Tag Archives: classifier

Stanford Literary Lab – Reflection 2

While the evolving  New Yorker project (February 13 meeting) seemed like the perfect opportunity to begin the internship and follow the entire development of a DH project in Literature, it seems to be a complex and time consuming endeavour to sort out the different interests and sub genre plans. Thus, at this point, as an intern my opportunity to work on a task in this project has been delayed.

However, the leading group of professors involved in other projects suggested to sit in on the Microgenre project, which has been ongoing for some time.

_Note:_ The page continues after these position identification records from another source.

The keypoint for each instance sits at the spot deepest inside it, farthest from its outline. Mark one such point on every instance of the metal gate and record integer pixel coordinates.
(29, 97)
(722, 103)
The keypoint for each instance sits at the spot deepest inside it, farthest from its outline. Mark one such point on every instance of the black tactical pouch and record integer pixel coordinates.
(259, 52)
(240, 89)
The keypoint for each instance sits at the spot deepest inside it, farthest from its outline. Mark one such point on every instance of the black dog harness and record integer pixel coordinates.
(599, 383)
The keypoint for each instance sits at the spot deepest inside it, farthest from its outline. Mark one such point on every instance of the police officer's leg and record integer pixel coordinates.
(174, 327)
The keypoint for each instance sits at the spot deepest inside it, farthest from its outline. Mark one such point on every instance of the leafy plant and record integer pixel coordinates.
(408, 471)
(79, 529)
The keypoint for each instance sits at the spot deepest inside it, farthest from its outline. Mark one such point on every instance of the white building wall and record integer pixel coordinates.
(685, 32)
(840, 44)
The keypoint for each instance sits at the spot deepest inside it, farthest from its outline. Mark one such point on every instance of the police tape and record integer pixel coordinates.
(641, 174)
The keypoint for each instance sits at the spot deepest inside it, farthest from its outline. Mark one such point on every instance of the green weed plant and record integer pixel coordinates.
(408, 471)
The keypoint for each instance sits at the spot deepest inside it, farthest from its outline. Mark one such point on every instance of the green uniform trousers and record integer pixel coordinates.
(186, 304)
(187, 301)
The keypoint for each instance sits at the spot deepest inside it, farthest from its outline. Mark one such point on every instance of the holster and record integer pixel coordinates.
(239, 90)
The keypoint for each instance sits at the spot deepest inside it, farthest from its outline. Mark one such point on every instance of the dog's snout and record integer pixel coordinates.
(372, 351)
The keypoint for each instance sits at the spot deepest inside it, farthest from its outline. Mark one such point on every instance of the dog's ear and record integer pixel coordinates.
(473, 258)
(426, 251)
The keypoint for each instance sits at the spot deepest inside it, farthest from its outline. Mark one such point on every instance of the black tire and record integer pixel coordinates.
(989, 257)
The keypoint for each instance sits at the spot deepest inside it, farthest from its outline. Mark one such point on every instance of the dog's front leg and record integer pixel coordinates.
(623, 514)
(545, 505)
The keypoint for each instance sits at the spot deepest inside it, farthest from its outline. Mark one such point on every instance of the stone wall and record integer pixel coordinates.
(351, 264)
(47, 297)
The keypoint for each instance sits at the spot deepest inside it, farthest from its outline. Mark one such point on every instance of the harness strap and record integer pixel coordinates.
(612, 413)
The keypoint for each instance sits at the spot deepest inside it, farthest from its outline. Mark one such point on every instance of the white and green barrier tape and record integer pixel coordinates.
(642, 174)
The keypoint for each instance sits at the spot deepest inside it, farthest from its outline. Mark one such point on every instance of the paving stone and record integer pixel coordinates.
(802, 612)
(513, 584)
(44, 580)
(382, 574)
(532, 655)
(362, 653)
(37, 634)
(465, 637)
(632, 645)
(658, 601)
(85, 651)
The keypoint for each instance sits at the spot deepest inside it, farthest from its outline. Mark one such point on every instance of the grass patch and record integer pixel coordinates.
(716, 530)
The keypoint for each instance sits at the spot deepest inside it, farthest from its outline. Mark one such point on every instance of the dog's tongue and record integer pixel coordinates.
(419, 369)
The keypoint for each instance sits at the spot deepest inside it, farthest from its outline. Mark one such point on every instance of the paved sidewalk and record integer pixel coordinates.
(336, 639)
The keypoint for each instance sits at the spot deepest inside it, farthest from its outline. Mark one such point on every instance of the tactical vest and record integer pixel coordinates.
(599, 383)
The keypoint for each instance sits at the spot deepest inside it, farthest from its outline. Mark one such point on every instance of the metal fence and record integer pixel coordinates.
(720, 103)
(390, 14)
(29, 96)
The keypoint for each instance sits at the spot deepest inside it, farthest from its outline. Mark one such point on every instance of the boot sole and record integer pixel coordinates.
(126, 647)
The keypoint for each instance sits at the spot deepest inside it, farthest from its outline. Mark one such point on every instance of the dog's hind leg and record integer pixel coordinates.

The project explores the “discursive inter-disciplinarity of novels, using machine learning to identify points at which authors incorporate the language and style of other contemporary disciplines into their narratives.” The team is looking for moments in a wide range of novels across genres and time periods to determine the way authors signal the shift between narrative and history, philosophy or natural science. Some of the questions they are hoping answer:  “Do these signaling practices change with time or with discipline? Akin to what Bakhtin terms “heteroglossia,” these stylistic shifts indicate not only the historically contingent ways that novels are assembled from heterogeneous discourses, but they also shed light on the practices of disciplinary knowledge itself.” Since the disciplines have exploded in number at the ubiversities after 1870, the project is examining novels and journals between 1880 and 1930.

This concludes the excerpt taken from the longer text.